La storia è incentrata su un gruppo di ragazzi che ricevono dei misteriosi messaggi sul cellulare. Nelle registrazioni della segreteria telefonica, effettuate in una data futura a quella del tempo della narrazione, si sente la loro stessa voce urlare in preda al panico. Raggiunta la data in questione, uno dopo l’altro i ragazzi iniziano a morire. Avendo intuito che presto sarebbe toccato anche a lei, l’adolescente Yumi Nakamura decide così di fare squadra con il detective Hiroshi, che sta indagando sulla morte della sorella, avvenuta in circostanze simili.

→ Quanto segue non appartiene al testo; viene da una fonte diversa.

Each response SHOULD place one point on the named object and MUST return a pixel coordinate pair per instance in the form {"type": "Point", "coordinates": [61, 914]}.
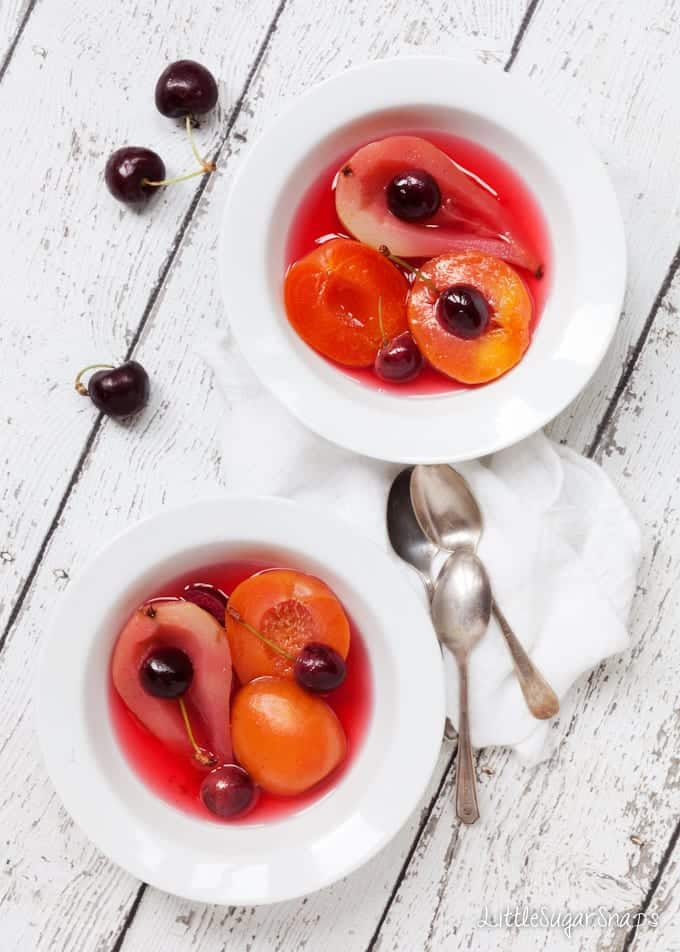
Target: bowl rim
{"type": "Point", "coordinates": [395, 428]}
{"type": "Point", "coordinates": [118, 823]}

All’epoca, la premessa poco originale e simile a quella di molti altri horror giapponesi è stata motivo di forti critiche per l’opera di Takashi Miike. Tuttavia, con questo film l’autore ha voluto riflettere su una tematica che oggi ci sta più che mai a cuore: le potenziali disastrose conseguenze dell’epoca del digitale. Il film, infatti, è strapieno di immagini in cui i personaggi guardano ossessivamente lo schermo del loro cellulare, apparendo disconnessi tra di loro. Oltre alla violenza fisica, dunque, il più grande trauma che subiscono è proprio l’alienazione dovuta alla tecnologia, che a sua volta conduce a indifferenza verso gli altri.
Uno dei temi principali, infatti, è la desensibilizzazione al dolore dovuta dalla prolungata esposizione al digitale. Più volte, i personaggi parlano con indifferenza delle morti dei loro compagni, o ne osservano le foto senza sembrare minimamente toccati, nonostante tali sequenze di morte siano rappresentate dal regista in maniera molto esplicita e grottesca. Il film si sofferma anche sulla spettacolarizzazione della violenza proposta dalla televisione e da Internet, grazie alla storyline di Natsumi, una ragazza che muore in diretta durante un programma televisivo.

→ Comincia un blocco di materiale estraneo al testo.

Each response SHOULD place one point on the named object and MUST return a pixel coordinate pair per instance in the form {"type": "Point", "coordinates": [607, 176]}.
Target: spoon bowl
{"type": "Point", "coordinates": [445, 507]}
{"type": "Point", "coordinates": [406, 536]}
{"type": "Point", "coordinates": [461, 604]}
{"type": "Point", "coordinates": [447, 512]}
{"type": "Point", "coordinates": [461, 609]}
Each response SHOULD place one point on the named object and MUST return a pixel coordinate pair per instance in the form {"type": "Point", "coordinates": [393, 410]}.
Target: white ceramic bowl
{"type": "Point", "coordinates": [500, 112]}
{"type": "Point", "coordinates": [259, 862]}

Prendendo esempio da Pulse di Kiyoshi Kurosawa e anticipando film come Late Night With The Devil, questo horror giapponese spesso dimenticato è riuscito a esplorare in maniera ancora attuale e spaventosa il modo in cui le tecnologie influiscono sulla psiche umana, e in particolare sulla fascinazione per il macabro e la desensibilizzazione verso la morte, la violenza e il dolore.